Why steel grade matters
The grade sets peak hardness, toughness and corrosion resistance. Pick the wrong steel and the part either won’t harden or turns brittle, so understand the basics first.
The number in a steel name often gives carbon content — S45C is about 0.45% carbon.
Carbon steel
- SWCH / low-carbon — easy to cold-form for general screws; low carbon, so it needs case hardening (carbonitriding).
- S45C (medium ~0.45% C) — moderately through-hardenable; good for general bolts and studs.
- High-carbon — high hardenability; for springs, lock washers and wear parts.
Alloy steel
- SCM435 (chromoly, 34CrMo4) — chromium-molybdenum alloy with good hardenability and high strength; the main feedstock for grade 10.9/12.9 bolts.
- SCr / SNCM — alloy steels for high-load, high-fatigue automotive components.
Stainless steel
- SUS304 (A2) — good corrosion resistance for general/outdoor/food use, but austenitic, so not heat-hardenable (hardens by cold work).
- SUS316 (A4) — higher corrosion resistance, salt-tolerant; for marine/chemical work.

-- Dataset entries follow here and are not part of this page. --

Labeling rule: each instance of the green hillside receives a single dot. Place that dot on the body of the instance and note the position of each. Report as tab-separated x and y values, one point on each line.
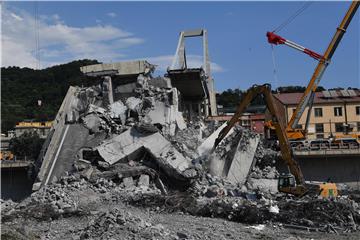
21	88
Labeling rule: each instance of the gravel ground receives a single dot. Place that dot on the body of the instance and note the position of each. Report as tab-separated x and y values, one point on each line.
159	226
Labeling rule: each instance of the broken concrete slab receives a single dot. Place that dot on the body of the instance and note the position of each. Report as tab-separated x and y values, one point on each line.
107	89
208	144
264	185
144	180
118	111
128	182
93	122
118	68
161	82
133	103
131	142
243	160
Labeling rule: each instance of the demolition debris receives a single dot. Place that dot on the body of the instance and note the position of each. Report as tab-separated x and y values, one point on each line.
110	152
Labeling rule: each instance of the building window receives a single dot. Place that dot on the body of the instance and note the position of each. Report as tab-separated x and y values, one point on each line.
321	136
339	127
357	110
319	127
337	111
318	112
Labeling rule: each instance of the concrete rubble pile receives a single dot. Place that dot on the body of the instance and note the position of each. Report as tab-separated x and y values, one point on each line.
139	151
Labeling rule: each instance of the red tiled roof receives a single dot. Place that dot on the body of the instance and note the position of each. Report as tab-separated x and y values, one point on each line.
294	98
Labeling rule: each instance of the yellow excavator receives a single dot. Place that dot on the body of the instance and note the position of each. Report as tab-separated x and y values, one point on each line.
293	183
292	129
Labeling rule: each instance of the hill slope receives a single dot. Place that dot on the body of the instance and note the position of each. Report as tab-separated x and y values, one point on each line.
21	88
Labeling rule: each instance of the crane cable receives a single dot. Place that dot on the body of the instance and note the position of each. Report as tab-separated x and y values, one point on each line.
276	83
37	37
292	17
279	28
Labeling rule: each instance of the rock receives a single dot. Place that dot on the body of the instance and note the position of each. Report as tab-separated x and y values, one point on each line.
128	182
144	180
181	235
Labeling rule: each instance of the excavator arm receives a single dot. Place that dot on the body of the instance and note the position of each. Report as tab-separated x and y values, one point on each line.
278	123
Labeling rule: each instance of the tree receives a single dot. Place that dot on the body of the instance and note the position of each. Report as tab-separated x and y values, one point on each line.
26	145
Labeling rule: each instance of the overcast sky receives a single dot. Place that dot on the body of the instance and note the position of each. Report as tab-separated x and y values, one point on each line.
239	52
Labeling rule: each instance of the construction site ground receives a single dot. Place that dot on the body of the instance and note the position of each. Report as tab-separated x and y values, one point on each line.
152	224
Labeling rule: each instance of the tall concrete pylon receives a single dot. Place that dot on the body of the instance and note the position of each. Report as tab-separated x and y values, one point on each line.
180	62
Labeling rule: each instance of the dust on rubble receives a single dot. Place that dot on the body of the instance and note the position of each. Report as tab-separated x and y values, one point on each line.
147	179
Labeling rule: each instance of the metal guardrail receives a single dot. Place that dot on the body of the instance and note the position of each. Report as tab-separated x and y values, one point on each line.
4	164
322	147
337	151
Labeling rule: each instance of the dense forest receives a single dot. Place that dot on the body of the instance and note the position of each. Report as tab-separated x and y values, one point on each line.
21	88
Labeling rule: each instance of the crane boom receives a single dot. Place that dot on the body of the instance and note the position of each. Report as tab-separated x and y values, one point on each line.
321	66
324	60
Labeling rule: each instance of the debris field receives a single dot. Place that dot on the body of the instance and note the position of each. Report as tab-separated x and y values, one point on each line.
150	173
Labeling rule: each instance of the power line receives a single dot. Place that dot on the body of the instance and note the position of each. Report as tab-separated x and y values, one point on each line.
37	35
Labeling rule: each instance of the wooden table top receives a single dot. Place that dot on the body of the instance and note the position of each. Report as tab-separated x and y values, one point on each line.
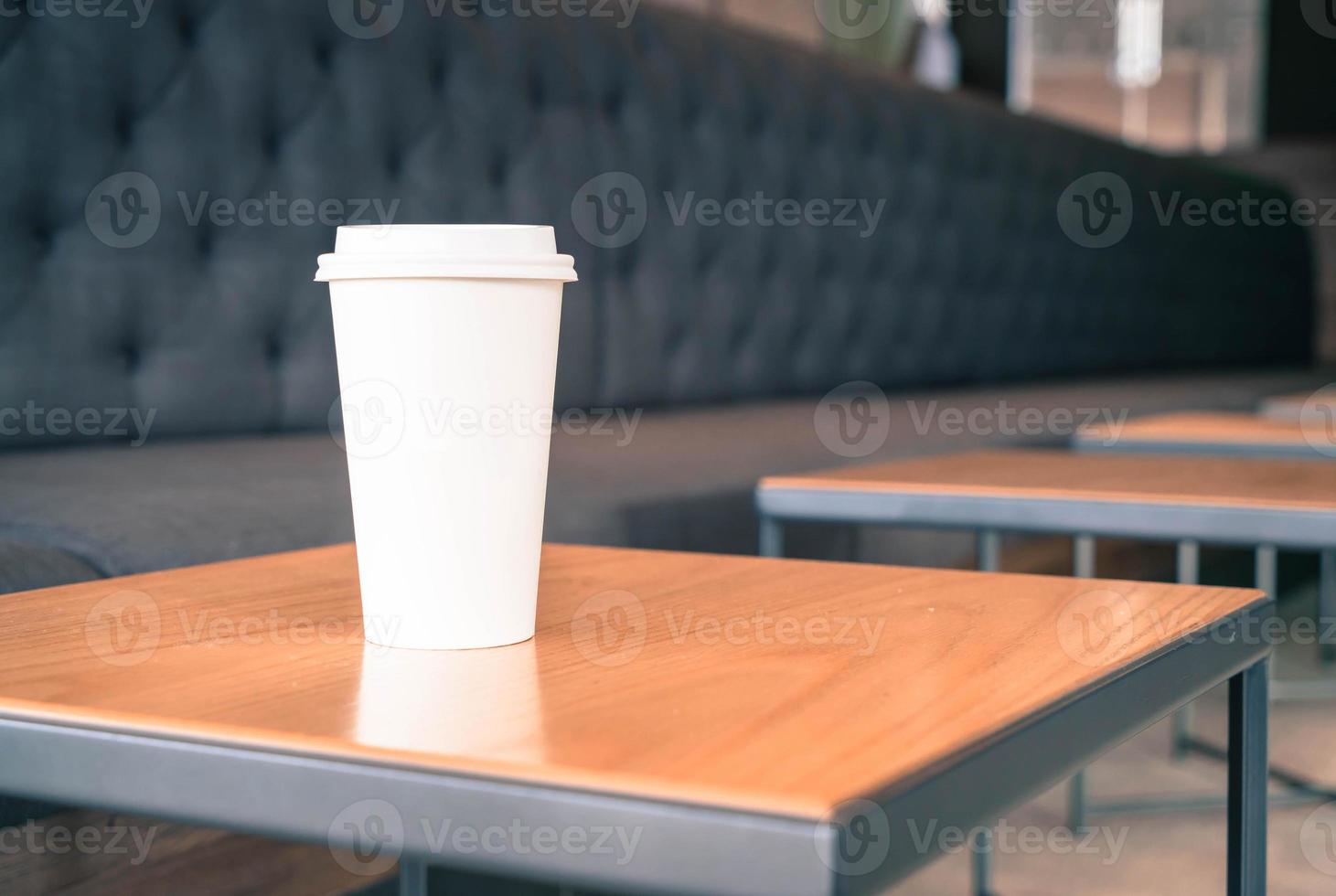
773	685
1199	428
1078	475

- SUS410/420 (martensitic) — hardenable but less corrosion-resistant than 304; for screws and pins that must be hard.
How to choose
High load + hardening → SCM435; low-cost general work → case-hardened carbon steel + zinc plating; corrosion focus without high hardness → SUS304; both hard and fairly corrosion-resistant → martensitic stainless. Our team advises by real use.
FAQ
Can 304 stainless be hardened?+
Not by heat (it’s austenitic); it work-hardens from cold forming. For real hardness, choose a martensitic grade.
What steel are grade 10.9 bolts?+
Mostly SCM435 alloy steel, quenched and tempered to the grade’s hardness and toughness.